Sudah seminggu sejak terakhir kali aku melihat Jeon. Seminggu dengan penyiksaan. Seminggu dengan pesan yang belum terkirim dan panggilan telepon yang dibatalkan. Seminggu tanpa tidur dan mimpi buruk.
Aku sering bermimpi tentang Jeon yang memintaku untuk berjuang untuknya, mengejarnya, tetapi ketika aku melakukannya, aku tidak pernah bisa menggapainya. Bayangannya selalu lenyap setiap kali aku mendekat.
Aku merindukannya.
Orang-orang selalu mengatakan bahwa kau tidak akan pernah tahu seberapa besar arti seseorang bagimu sampai mereka pergi. Ibuku telah meninggal, tetapi aku selalu tahu apa yang ia maksudkan untukku. Namun Jeon, aku tidak tahu berapa banyak bagian dari hidupku yang berarti sampai dia pergi.
Setelah Jeon pergi, hampir setiap hari Joy, Chanyeol dan terkadang bahkan Jaehyun datang ke rumah Chaeng. Aku tidak tahu bagaimana cara Jaehyun masuk, tetapi dia sekarang telah menjadi bagian dari grup. Itu menyentuhku bagaimana mereka semua ada disini untuk mendukungku. Aku tidak pernah memiliki teman sejati sebelumnya. Tidak ada yang seperti mereka.
Aku bekerja hampir setiap hari di bengkel untuk minggu ini dan terkejut saat mengetahui bahwa Jaehyun juga bekerja disana.
"Ya, dia datang dan pergi, tidak pernah menetap. Dia akan membantu ketika ia kembali dari kota untuk mengunjungi ibunya." jelas Chaeng saat aku bertanya padanya tentang Jaehyun.

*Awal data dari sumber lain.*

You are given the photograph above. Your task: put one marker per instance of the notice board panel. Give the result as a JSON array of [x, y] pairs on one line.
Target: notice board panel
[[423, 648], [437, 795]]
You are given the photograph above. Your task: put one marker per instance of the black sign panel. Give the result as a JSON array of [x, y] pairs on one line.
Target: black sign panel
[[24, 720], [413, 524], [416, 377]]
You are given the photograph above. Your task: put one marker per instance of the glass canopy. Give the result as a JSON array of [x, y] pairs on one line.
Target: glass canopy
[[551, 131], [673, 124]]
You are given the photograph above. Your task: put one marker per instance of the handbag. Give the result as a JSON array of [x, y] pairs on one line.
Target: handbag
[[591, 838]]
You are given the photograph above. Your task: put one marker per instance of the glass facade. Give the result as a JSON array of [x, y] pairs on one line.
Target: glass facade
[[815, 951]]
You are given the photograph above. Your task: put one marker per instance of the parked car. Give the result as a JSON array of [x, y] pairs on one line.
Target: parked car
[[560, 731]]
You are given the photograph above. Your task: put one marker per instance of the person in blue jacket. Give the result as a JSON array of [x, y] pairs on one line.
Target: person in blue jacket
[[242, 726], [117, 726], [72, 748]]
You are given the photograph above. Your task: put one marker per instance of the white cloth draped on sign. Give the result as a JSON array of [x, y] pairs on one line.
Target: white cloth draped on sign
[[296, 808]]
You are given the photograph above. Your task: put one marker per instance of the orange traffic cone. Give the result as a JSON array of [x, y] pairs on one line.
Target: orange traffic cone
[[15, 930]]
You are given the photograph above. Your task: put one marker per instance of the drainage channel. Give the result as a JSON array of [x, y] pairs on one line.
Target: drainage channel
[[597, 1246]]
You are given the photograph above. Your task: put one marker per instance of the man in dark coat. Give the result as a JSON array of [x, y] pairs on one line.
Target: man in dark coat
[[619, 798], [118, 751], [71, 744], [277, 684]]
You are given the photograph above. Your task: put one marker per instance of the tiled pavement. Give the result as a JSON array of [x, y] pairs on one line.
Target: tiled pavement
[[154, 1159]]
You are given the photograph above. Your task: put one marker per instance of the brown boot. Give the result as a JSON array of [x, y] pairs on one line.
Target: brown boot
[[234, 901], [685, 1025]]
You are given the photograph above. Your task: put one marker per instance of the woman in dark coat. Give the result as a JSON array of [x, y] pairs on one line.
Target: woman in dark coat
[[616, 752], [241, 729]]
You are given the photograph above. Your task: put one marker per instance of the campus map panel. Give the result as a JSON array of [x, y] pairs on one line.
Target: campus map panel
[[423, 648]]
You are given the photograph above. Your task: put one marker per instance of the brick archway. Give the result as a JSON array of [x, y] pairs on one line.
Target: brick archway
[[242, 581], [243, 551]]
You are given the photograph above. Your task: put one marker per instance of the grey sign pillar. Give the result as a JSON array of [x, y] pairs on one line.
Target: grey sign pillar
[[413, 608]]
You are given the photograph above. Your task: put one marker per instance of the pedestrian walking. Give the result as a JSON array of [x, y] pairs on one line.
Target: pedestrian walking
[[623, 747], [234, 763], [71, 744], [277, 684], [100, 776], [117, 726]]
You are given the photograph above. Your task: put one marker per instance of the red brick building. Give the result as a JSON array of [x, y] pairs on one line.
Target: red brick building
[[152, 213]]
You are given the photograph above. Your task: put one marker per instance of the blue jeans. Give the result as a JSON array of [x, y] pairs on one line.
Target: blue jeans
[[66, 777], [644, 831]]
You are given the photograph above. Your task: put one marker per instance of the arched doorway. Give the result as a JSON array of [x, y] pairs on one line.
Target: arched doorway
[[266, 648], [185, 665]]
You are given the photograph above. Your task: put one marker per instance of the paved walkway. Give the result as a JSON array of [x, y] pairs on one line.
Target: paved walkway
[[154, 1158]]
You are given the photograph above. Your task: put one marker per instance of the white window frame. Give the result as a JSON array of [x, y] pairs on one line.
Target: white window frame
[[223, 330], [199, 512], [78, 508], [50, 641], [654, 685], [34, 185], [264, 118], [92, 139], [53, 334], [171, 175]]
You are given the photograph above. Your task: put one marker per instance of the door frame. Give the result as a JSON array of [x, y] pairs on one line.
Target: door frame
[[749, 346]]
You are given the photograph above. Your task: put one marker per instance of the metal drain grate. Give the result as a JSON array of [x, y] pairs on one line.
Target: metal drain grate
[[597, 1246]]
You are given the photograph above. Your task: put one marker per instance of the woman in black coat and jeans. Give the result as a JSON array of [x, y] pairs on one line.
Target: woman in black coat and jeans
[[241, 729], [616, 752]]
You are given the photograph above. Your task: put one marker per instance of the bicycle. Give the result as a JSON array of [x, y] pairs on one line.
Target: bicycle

Jaehyun baru saja memberiku kunci-kunci truk yang baru saja selesai ganti oli dan sebuah tune up. Mataku membelalak kaget melihatnya. Dia tidak memberikan penjelasan, hanya mengedipkan mata padaku dan melangkah pergi.
"Aku pikir saat itu aku berumur sepuluh tahun ketika aku bertemu Jaehyun. Dia beberapa tahun lebih tua, bocah Korea yang berbicara bahasa Inggris dengan sangat sempurna. Maksudku, setiap kata yang keluar dari mulutnya terdengar sempurna, seperti dia telah berlatih mengucapkan setiap kata dalam bahasa Inggris. Kau tahu? Dia sangat imut. Aku menyukainya saat itu."
"Ayahnya telah meninggal. Ibunya keturunan Kanada, jadi dia pindah kesini dari Korea untuk tinggal bersama saudara perempuannya. Kemudian Ibunya bekerja untuk Ayahku di bengkel dan membawa Jaehyun bersamanya atau dia akan datang kesini sepulang sekolah, jadi kami semacam tumbuh bersama dan kemudian Ayahku mengadopsinya. Dia adalah bocah yang sangat nakal, pengacau. Maksudku, dia tidak pernah tinggal di satu tempat, tetapi dia selalu kembali kesini."
Rumah. Setiap orang pasti akan selalu kembali ke tempat asalnya apa pun yang terjadi.
"Ngomong-ngomong, J. Jaehyun bekerja di bar di pusat kota ini, dan aku mengenal pemiliknya. Aku biasanya datang untuk membantu mereka, tapi sekarang aku harus mengambil double shift di cafe, karena ada sedikit masalah. Apa kau bisa menggantikanku, sweety?" ucapnya dengan nada yang membuatku sangat mual, memanyunkan bibirnya seperti bebek.
"Um ...."
"Kau tidak harus membuat minuman. Kau hanya perlu pergi ke meja dan menerima pesanan dari bajingan-bajingan yang datang. Hal-hal semacam itu. Ayolah, J. Aku nanti akan menambah gajimu."
Aku setuju.
Terakhir kali aku pergi ke bar adalah ketika aku bertemu Jeon. Aku ingat segala hal tentang malam itu. Cara matanya yang menatapku dengan seksama, seolah-olah hanya aku yang ada di dunianya. Rasa percaya diri yang ia keluarkan ketika melingkarkan lengannya di pinggangku dan ekspresi kaget yang lucu di wajahnya ketika aku menolaknya.
Stop. Aku harus berhenti memikirkannya dan berkonsentrasi pada pekerjaan. Aku pernah bekerja di sebuah restoran dan bar sebelumnya, tapi disini lebih ramai dan tip-tip yang diberikan pelanggan lumayan besar. Mungkin aku bisa melamar menjadi karyawan disini, asal tidak bertabrakan dengan jadwalku di bengkel dan kampus.